A Fresno Wildlife Rehabilitation Service member releases a Gray Fox into the wild on Oct. 29, 2016. (Photo courtesy of Fresno Wildlife Rehabilitation)
By Tomas Kassahun | Reporter
As it prepares for its annual banquet which strives to bring public awareness on wildlife, The Fresno Wildlife Rehabilitation Service hopes this year will finally bring success.
The FWRS, which relies on the banquet to help fund its organization for the whole year, has been struggling to get the word out about the event.
“A lot of people don’t really know who we are. We have been around for almost 44 years,” founder Cathy Garner said. “We would love to get the word out and make sure the public is aware of who we are, what we do.”
The FWRS’ mission is “to rehabilitate and return native wildlife to their natural habitat and provide wildlife education to the public.”
Currently, the organization has over 400 members in the Fresno/Clovis and surrounding areas.
Volunteers take injured and orphaned animals, care for their needs and prepare them to be released back into the wild. Some of the native animals that are cared for include hummingbirds, ducks, owls, eagles, deer, bobcats, foxes, opossums and squirrels.
Meanwhile, some of the non-releasable animals are used for presentations at schools and service organizations throughout the Central San Joaquin Valley. The educational-outreach programs reach over 15,000-20,000 children and adults annually.
Many of the members of FWRS are school-age children, learning first-hand the importance of preservation to native wildlife.
This year’s banquet, which will include a silent and live auction, takes place on April 22 from 6-10 p.m. at the Simonian Fruit Co.

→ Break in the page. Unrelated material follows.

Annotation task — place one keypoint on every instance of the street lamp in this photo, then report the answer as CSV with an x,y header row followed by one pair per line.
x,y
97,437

“We have an amazing silent auction,” Garner said. “Our silent auction has over 200 items. Most of them are really special. People that have known our organization for a long time donate lovely things.”
Garner said she still strongly believes in the organization’s success moving forward.
“Our volunteers are very dedicated. We have some volunteers who have been with us for over 20 years,” she said. “I’m the founder and I’ve been doing it for 44 years, so yes we are hopeful.”